Bisa Terjadi Lebih Dini
Defisiensi (kekurangan) hormon testosteron dapat menimbulkan berbagai gangguan, tergantung pada kapan dan seberapa luas defisiensi itu terjadi. Tak hanya pada pria usia produktif dan usia lanjut, defisiensi testosteron juga bisa terjadi pada kelompok usia yang lebih muda, bahkan pada janin (fetus). Seperti apa tanda-tanda kekurangan testosteron pada mereka, simak ulasan dari Prof Dr dr Wimpie Pangkalahila SpAnd FAACS, berikut ini.
Masa janin (fetus)
Defisiensi testosteron pada janin berusia 9-14 minggu bisa mengakibatkan interseksualitas dengan tidak adanya maskulinisasi pada organ seks bagian luar. Keadaan interseksualitas ini bervariasi mulai dari tampak seperti kelamin wanita sampai ke kelamin pria dengan hipospadia. Jika defisiensi terjadi pada masa akhir perkembangan (sampai sekitar 24 minggu kehamilan), dapat terjadi letak posisi testis tidak normal, penis kecil dan tidak berkembang (micropenis).

Pra remaja
Bila defisiensi testosteron terjadi setelah kelahiran namun anak belum memasuki masa remaja, maka virilisasi (kejantanan) tidak terjadi. Akibatnya muncul gejala eunuchoidism, yaitu tulang rawan epifise tidak berhenti tumbuh sehingga tulang lengan dan kaki menjadi panjang.

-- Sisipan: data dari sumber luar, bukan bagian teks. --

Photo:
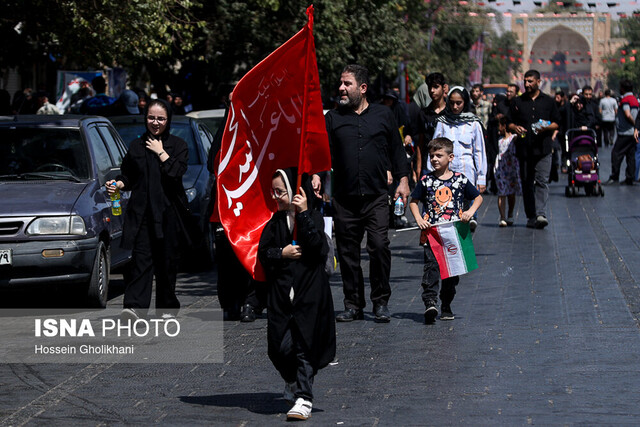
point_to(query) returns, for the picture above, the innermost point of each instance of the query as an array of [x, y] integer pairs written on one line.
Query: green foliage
[[437, 37], [498, 67], [630, 30], [217, 42]]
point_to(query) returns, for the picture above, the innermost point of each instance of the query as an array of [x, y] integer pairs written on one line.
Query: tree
[[502, 58], [620, 64], [346, 31], [438, 36], [81, 34]]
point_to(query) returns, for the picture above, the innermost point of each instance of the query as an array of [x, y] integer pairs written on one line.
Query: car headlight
[[73, 224], [191, 194]]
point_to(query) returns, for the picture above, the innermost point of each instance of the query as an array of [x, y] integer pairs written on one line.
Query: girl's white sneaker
[[300, 411]]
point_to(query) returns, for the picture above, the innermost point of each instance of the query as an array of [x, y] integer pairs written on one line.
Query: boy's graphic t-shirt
[[443, 199]]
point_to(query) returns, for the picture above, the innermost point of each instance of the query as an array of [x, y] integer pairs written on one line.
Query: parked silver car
[[56, 224]]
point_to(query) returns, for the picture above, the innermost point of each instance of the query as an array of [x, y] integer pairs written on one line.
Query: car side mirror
[[112, 174]]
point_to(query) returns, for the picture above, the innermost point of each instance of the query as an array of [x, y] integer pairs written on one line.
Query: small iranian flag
[[453, 248]]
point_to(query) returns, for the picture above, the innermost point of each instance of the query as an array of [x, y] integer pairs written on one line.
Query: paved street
[[546, 332]]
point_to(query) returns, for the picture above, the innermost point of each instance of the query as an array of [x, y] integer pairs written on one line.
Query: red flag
[[275, 121]]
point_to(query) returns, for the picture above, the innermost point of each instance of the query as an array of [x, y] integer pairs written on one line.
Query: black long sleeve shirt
[[525, 111], [363, 147]]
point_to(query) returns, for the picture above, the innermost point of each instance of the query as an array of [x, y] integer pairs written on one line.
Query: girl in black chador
[[301, 328], [154, 220]]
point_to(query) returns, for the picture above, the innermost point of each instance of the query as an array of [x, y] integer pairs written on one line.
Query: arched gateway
[[566, 48]]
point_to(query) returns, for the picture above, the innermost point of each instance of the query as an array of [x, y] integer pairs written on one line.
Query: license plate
[[5, 256]]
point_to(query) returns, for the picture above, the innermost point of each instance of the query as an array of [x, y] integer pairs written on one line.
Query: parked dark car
[[56, 224], [197, 181]]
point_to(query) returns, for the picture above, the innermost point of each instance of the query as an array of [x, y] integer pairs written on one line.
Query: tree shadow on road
[[416, 317], [259, 403]]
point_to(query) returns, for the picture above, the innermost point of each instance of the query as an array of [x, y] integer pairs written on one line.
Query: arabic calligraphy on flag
[[275, 121]]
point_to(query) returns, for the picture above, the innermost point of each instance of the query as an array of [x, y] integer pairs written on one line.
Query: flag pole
[[305, 107]]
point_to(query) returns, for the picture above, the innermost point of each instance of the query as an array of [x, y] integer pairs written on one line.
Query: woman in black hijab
[[152, 170], [300, 320]]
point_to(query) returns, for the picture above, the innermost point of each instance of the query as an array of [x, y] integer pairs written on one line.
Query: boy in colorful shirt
[[442, 193]]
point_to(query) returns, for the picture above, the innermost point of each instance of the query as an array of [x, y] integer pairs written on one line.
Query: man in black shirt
[[534, 148], [365, 144]]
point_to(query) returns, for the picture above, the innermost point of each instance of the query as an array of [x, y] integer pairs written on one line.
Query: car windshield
[[42, 153], [131, 131]]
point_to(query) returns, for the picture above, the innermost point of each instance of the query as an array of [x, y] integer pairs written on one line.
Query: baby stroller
[[583, 166]]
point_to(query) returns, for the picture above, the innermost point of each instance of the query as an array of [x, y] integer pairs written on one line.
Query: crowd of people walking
[[438, 155]]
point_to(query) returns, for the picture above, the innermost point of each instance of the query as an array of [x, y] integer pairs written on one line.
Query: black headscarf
[[167, 107], [157, 199]]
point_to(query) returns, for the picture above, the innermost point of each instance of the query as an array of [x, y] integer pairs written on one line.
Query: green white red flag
[[453, 248]]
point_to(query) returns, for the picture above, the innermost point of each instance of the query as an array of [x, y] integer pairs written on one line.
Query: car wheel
[[99, 283]]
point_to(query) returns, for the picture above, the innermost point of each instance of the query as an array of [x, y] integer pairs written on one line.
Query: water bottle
[[399, 207], [116, 209]]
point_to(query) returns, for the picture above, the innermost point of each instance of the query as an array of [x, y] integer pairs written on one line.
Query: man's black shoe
[[349, 315], [247, 315], [382, 313]]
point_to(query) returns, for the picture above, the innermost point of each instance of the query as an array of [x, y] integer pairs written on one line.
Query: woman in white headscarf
[[466, 131]]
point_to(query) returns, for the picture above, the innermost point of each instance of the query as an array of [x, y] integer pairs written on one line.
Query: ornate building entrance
[[566, 48]]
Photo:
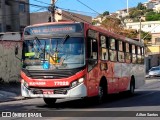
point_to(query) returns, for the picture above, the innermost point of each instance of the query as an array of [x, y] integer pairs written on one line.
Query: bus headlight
[[77, 82], [24, 83]]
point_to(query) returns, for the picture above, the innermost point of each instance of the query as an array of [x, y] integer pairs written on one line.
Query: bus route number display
[[48, 29]]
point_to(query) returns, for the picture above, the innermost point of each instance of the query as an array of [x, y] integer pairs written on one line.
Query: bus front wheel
[[102, 94], [50, 101], [132, 87]]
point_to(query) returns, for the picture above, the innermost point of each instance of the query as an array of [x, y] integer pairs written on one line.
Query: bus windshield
[[53, 53]]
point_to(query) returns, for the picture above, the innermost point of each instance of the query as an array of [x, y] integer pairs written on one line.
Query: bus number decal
[[63, 83]]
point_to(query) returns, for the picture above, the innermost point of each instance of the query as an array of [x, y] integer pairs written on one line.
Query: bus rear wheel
[[102, 94], [132, 87], [50, 101]]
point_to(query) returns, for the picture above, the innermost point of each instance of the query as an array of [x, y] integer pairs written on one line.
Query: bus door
[[93, 69]]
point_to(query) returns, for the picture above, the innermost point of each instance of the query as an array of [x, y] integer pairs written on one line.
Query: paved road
[[147, 98]]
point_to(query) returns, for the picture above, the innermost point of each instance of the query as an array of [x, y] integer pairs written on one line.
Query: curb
[[14, 99]]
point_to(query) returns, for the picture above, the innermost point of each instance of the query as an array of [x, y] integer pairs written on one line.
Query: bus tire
[[102, 93], [132, 87], [50, 101]]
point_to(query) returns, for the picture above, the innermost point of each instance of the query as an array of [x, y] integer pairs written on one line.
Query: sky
[[95, 6]]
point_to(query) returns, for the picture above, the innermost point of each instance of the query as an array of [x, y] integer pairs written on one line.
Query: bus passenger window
[[92, 50], [104, 50]]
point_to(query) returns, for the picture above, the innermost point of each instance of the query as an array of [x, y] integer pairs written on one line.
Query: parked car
[[154, 71]]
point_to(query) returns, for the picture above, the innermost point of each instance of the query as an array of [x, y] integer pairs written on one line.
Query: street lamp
[[140, 28]]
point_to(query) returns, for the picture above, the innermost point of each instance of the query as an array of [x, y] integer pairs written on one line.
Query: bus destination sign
[[51, 29]]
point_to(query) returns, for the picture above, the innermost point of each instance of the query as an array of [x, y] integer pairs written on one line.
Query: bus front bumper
[[76, 92]]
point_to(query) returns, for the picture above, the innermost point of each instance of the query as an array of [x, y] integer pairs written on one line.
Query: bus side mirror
[[16, 50]]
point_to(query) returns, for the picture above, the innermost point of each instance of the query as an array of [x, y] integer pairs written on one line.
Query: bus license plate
[[48, 92]]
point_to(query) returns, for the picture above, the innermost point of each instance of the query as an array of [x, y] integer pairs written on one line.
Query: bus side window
[[103, 46], [120, 51], [92, 50], [112, 51]]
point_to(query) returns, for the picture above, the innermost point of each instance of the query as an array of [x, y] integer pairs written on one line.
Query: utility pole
[[127, 7], [140, 29], [52, 10]]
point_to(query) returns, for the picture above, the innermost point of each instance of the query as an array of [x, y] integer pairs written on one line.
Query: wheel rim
[[132, 88], [100, 93]]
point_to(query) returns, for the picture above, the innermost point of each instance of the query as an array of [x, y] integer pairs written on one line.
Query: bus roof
[[96, 28], [52, 23]]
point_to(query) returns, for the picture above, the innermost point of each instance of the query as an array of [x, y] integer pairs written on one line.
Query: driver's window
[[92, 50]]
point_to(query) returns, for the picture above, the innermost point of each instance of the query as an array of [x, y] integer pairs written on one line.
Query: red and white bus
[[68, 59]]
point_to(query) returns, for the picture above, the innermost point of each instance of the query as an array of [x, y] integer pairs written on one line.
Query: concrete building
[[122, 13], [153, 47], [10, 64], [60, 15], [14, 15], [150, 26]]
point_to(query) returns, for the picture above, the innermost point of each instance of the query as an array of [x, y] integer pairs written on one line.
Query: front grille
[[56, 91], [51, 74]]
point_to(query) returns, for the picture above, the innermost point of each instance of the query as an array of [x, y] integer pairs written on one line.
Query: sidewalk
[[10, 92]]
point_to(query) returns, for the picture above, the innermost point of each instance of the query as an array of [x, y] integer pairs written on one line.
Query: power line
[[42, 2], [75, 10], [88, 7], [29, 4]]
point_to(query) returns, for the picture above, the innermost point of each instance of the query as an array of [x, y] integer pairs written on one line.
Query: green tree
[[152, 16], [140, 6], [146, 36], [106, 13]]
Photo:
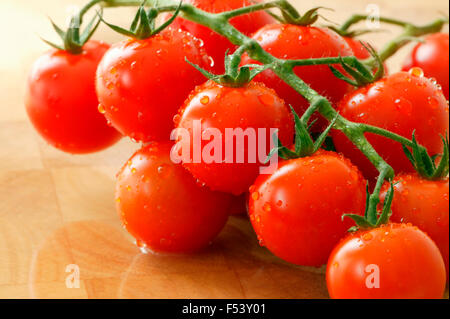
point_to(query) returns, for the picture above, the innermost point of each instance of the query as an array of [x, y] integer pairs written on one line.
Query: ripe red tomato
[[215, 44], [142, 83], [251, 108], [358, 49], [432, 57], [162, 206], [239, 205], [298, 42], [423, 203], [400, 103], [395, 261], [297, 211], [62, 104]]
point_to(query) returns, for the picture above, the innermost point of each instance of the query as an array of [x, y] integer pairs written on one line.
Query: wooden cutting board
[[57, 210]]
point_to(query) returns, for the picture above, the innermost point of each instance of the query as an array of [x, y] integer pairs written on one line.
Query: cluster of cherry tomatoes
[[143, 89]]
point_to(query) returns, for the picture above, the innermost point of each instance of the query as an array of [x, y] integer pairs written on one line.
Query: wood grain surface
[[58, 210]]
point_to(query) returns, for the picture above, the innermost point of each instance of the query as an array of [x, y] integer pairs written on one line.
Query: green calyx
[[305, 145], [372, 218], [143, 25], [73, 39], [358, 73], [235, 75], [425, 164], [291, 16]]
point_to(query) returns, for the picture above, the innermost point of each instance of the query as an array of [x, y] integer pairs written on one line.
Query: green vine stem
[[284, 70], [410, 32]]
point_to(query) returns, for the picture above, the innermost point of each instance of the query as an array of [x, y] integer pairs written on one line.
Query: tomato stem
[[284, 69], [410, 32]]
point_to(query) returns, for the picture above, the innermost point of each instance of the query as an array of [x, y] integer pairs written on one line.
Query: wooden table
[[58, 210]]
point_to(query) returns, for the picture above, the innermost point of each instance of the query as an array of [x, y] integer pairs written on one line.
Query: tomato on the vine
[[142, 83], [239, 205], [402, 103], [394, 261], [423, 203], [61, 101], [215, 44], [287, 41], [432, 56], [163, 207], [253, 109], [297, 211]]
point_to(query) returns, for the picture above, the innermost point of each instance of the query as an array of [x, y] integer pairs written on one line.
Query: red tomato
[[249, 108], [215, 44], [432, 57], [395, 261], [62, 104], [142, 83], [239, 205], [162, 206], [297, 211], [297, 42], [423, 203], [358, 49], [400, 103]]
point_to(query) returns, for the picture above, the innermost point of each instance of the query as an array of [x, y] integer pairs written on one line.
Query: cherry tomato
[[62, 104], [239, 205], [215, 44], [401, 103], [142, 83], [254, 109], [162, 206], [297, 211], [358, 48], [395, 261], [298, 42], [423, 203], [360, 51], [432, 57]]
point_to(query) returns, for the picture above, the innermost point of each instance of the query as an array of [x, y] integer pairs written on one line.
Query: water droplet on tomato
[[417, 72], [101, 108], [266, 99], [267, 207], [204, 100]]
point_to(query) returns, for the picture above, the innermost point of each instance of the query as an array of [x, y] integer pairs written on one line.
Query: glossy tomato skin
[[298, 42], [142, 83], [61, 101], [251, 107], [432, 57], [407, 261], [360, 51], [239, 205], [297, 211], [424, 204], [401, 103], [162, 206], [358, 48], [215, 44]]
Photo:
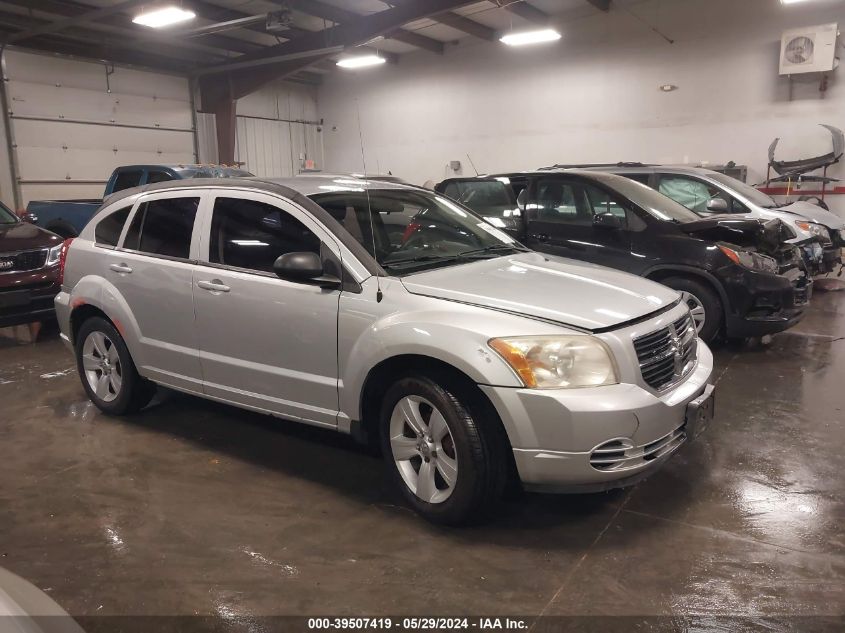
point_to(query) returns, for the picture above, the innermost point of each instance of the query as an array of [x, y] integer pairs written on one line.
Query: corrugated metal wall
[[278, 130], [73, 122]]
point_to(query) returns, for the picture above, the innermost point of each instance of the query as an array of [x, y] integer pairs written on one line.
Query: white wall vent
[[810, 49]]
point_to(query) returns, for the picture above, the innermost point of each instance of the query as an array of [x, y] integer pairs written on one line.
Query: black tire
[[479, 443], [713, 310], [135, 392]]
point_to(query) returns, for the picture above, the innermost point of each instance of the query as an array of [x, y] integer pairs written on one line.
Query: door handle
[[213, 286]]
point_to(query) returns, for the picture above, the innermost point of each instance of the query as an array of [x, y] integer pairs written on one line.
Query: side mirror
[[607, 221], [717, 205], [304, 268]]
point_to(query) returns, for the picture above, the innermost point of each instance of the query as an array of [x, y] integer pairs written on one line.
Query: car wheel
[[704, 304], [448, 462], [108, 374]]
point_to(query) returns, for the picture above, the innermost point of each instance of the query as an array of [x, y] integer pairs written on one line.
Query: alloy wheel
[[699, 315], [102, 367], [423, 449]]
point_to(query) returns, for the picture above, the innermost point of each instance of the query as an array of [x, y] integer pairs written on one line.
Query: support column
[[224, 115]]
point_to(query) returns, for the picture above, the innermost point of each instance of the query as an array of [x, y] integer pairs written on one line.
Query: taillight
[[63, 259]]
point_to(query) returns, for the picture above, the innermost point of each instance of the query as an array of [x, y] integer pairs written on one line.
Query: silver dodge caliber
[[393, 314]]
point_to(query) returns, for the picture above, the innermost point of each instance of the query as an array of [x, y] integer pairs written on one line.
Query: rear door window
[[108, 230], [252, 235], [127, 179], [163, 227], [559, 201]]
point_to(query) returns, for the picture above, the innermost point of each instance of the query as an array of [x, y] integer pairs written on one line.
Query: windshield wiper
[[495, 248]]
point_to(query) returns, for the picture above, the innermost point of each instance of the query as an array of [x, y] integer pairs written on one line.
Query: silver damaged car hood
[[569, 292], [814, 213]]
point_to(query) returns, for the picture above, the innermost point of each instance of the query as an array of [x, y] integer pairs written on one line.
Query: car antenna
[[473, 164], [379, 293]]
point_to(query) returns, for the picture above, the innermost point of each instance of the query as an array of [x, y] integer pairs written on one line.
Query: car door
[[615, 245], [559, 219], [265, 342], [152, 272]]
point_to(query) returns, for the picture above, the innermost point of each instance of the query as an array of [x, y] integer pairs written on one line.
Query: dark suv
[[737, 275], [29, 265]]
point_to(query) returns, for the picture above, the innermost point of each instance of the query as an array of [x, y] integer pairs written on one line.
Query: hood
[[23, 236], [765, 236], [814, 213], [568, 292]]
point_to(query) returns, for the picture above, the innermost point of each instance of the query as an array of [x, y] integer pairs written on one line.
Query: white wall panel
[[592, 97], [277, 130], [71, 122]]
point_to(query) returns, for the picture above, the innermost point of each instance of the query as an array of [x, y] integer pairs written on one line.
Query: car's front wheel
[[444, 453], [108, 374]]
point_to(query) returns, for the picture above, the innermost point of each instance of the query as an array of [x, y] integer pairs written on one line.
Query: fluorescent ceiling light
[[361, 61], [530, 37], [164, 16]]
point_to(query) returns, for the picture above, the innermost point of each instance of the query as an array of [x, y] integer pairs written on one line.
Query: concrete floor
[[196, 508]]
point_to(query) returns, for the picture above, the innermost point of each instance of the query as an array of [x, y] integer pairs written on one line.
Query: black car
[[738, 276]]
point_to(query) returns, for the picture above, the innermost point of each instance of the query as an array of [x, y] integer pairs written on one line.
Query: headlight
[[53, 255], [555, 362], [754, 261], [816, 230]]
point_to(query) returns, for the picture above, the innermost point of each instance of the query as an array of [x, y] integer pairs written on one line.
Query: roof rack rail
[[592, 165]]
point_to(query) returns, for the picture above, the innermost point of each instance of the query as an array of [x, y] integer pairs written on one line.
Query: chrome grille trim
[[667, 355], [23, 261]]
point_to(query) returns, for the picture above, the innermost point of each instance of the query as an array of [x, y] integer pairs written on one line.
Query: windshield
[[490, 198], [746, 191], [6, 216], [408, 230], [656, 204]]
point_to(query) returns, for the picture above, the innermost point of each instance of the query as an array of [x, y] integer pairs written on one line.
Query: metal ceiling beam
[[350, 34], [527, 12], [320, 9], [463, 23], [122, 26], [221, 27], [415, 39], [457, 21], [93, 35], [78, 20]]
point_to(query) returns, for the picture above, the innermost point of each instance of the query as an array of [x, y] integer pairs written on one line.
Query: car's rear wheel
[[703, 303], [108, 374], [443, 453]]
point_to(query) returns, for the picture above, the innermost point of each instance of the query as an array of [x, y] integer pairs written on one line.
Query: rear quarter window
[[108, 230], [127, 180]]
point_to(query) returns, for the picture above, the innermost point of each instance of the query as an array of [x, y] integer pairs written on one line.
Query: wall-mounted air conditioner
[[810, 49]]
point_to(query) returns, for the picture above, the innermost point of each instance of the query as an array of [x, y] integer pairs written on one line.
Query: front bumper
[[29, 298], [559, 437], [761, 303]]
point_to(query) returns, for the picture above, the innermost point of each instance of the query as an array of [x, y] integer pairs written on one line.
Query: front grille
[[18, 262], [668, 354], [621, 454]]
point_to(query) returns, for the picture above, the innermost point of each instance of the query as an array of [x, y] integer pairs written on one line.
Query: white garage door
[[73, 122]]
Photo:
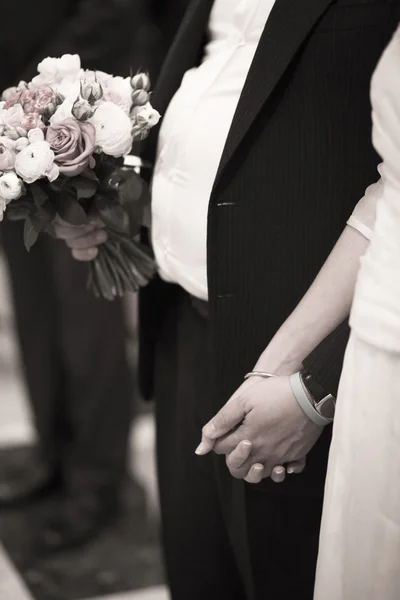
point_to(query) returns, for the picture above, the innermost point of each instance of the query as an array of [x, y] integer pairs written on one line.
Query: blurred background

Tanda lain yang terjadi adalah suara tidak berubah membesar, tidak tumbuh (sangat sedikit) rambut di wajah dan tubuh, rambut kelamin juga jarang, dan testis tidak berkembang.

Setelah masa pubertas
Bila defisiensi testosteron terjadi setelah anak memasuki masa pubertas, tanda yang terjadi bervariasi. Proporsi tubuh, suara, dan ukuran penis tidak berubah, namun rambut di tubuh dan wajah berkurang. Tanda yang penting adalah berkurangnya dorongan seksual dan fungsi ereksi, selain terjadi gangguan kesuburan bahkan kemandulan. Gejala lain adalah terjadinya osteoporosis (pengeroposan tulang), anemia, kelelahan, tenaga dan vitalitas menurun. Nah, kini cermati anak-anak Anda. Adakah tanda-tanda ini pada mereka?